La majorité des acheteurs de lieux de culte catholiques proviennent de traditions religieuses autres que celle d’origine. Un phénomène unique à Montréal, dû à la multiethnicité. Ainsi, certains lieux de culte appartenant autrefois au diocèse de Montréal sont dorénavant des églises adventistes, évangéliques, coréennes ou pentecôtistes.

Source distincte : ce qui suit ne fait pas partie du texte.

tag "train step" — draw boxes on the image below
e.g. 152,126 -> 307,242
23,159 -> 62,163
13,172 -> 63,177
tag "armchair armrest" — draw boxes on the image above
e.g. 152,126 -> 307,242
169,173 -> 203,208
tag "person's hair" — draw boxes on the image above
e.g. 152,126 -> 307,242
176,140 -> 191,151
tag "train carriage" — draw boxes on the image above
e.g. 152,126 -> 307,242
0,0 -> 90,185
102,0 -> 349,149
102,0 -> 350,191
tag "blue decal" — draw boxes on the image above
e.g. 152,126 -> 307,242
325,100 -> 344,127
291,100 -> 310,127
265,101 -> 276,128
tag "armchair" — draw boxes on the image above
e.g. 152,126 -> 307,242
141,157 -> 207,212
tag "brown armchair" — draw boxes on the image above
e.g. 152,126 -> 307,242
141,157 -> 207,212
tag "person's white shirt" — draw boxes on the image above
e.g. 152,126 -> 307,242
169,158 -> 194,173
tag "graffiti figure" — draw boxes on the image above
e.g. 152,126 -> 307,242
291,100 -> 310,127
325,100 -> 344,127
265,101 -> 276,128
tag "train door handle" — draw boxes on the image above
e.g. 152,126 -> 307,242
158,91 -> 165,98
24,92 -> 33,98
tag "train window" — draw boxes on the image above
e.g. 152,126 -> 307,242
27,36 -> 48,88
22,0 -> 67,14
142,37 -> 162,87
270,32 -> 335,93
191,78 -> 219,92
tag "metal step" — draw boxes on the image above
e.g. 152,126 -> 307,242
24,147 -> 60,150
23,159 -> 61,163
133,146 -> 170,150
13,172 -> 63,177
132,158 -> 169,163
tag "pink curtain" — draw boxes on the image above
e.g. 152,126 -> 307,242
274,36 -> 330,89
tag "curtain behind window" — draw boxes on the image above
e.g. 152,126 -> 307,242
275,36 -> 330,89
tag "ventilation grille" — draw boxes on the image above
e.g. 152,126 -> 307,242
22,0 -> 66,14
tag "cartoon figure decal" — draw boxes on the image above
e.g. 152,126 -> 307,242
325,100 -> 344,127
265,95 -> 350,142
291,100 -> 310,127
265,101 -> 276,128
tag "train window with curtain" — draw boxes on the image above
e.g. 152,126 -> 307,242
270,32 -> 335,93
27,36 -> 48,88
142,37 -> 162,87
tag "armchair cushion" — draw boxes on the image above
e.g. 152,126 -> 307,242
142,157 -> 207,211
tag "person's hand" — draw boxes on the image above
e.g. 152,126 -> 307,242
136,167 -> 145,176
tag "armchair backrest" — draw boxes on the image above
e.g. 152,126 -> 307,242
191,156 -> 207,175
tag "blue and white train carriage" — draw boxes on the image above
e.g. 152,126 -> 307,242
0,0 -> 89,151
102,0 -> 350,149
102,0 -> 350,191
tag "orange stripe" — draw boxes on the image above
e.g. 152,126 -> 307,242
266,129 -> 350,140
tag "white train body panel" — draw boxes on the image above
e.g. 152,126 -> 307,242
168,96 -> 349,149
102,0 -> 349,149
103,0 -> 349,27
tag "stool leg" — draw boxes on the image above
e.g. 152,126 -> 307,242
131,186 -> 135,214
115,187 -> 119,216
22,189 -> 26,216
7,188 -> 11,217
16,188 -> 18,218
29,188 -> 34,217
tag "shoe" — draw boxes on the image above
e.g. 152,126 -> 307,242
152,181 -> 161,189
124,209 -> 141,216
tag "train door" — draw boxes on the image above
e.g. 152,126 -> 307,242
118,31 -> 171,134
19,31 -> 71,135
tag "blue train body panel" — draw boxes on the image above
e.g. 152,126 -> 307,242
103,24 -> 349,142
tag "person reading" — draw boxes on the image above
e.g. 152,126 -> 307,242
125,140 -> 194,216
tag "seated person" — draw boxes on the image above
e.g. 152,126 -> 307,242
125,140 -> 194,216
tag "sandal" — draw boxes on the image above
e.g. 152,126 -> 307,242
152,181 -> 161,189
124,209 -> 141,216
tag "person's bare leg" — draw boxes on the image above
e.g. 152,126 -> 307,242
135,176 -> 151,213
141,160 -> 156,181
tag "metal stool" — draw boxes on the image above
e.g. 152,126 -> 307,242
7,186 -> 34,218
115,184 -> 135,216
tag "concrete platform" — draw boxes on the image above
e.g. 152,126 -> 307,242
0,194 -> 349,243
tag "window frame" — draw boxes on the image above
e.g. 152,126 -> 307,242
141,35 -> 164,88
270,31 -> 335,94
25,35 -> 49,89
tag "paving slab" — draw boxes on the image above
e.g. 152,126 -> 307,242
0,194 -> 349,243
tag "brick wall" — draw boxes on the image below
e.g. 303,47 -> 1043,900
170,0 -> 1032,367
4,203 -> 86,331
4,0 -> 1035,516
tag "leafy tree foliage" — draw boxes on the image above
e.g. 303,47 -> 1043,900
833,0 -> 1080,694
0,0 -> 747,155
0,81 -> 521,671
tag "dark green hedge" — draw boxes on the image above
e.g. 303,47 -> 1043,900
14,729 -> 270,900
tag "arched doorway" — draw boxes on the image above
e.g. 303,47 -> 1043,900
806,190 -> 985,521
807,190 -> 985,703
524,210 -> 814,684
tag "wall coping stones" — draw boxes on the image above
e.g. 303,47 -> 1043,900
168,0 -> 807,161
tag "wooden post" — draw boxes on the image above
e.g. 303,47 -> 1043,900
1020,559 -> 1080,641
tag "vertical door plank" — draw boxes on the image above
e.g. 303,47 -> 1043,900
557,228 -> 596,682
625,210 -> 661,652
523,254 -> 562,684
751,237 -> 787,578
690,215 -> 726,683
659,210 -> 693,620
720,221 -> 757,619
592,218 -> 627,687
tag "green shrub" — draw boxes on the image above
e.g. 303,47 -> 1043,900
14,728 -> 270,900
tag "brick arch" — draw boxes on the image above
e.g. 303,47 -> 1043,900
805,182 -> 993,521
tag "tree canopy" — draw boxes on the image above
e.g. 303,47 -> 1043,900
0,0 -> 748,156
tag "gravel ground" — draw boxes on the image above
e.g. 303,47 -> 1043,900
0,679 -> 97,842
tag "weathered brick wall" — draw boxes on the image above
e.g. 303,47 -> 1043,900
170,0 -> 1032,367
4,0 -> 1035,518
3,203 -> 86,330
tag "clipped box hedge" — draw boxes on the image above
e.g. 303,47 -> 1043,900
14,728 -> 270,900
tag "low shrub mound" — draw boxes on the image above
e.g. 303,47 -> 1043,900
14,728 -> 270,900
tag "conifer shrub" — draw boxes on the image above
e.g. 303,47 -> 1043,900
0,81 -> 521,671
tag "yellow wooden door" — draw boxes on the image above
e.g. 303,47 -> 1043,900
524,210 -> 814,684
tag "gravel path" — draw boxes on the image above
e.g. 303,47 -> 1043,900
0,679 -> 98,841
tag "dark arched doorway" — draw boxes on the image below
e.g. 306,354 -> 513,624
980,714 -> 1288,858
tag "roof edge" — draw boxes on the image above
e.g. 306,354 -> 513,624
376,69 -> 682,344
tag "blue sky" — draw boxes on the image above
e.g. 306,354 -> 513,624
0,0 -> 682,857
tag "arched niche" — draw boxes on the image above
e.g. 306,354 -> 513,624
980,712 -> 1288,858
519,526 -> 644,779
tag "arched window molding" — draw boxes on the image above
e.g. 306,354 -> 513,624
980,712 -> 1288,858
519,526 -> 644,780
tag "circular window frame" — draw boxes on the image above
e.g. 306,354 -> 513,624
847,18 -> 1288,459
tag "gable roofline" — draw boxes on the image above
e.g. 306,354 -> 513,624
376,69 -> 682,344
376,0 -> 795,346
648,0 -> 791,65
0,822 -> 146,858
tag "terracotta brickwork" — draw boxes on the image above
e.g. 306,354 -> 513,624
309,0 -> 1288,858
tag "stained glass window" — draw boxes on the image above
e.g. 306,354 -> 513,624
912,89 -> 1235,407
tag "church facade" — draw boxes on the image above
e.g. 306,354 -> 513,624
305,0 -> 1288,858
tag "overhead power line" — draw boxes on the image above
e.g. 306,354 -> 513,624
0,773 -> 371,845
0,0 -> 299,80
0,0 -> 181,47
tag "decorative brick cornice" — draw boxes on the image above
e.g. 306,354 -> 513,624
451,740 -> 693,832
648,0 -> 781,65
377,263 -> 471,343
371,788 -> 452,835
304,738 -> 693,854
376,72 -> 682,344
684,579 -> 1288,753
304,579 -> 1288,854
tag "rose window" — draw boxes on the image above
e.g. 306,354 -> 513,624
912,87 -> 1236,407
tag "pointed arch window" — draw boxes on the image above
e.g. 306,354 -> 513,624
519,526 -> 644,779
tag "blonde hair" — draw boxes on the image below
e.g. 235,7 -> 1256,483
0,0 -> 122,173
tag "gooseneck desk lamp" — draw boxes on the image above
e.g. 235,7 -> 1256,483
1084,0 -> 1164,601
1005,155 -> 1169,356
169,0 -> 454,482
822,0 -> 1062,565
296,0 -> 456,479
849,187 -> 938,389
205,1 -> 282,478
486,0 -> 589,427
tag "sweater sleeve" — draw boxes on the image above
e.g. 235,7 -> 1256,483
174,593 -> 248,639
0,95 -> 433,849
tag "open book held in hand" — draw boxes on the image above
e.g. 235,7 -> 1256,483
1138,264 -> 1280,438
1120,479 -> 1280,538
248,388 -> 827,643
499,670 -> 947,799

Dans son livre Quel avenir pour quelle église ?, Luc Noppen, professeur titulai re de la Chaire de recherche du Canada en patrimoine urbain à l’UQAM, estime qu’il faut privilégier les conversions durables qui profitent à la communauté. « Dans ce contexte, il y a lieu de mettre les créateurs au travail, et d’intervenir avec respect et souci patrimonial », explique Jonathan Cha, diplômé en architecture de paysage de l’UdeM. « Mais il faut aussi concilier sacré (église) et sacralisé (patrimoine), c’est-à-dire valoriser une pluralité d’usages, tout en livrant des solutions contemporaines, inventives. Nos églises, qui sont toutes apparues comme des événements, doivent renaître comme événements », conclut-il.
Christine Bertrand
Église adjugée, vendue
Iégor de Saint-Hyppolite, commissaire-priseur, s’est porté acquéreur, en 2004, de la magnifique église de style néoclassique de la rue du Couvent, angle Saint-Antoine Ouest. Ce passionné d’oeuvres d’art a transformé le lieu de culte en maison des enchères. Le bâtiment a subi une cure de beauté tout en conservant les qualités architecturales et les valeurs symboliques du patrimoine religieux qui lui permettraient de redevenir éventuellement un lieu de culte. Une initiative récompensée, en 2006, par le prix Orange décerné par Héritage Montréal, ainsi qu’en 2007, par le prix spécial du Patrimoine de la Ville de Montréal.
En compagnie de Jésus
Le Gesù, inauguré en 1993, est aujourd’hui un haut lieu de diffusion des arts visuels, littéraires et de la scène. Les Jésuites, qui en sont toujours propriétaires, ont préservé un lieu de culte, au haut de l’édifice, où l’on chante encore six messes par semaine.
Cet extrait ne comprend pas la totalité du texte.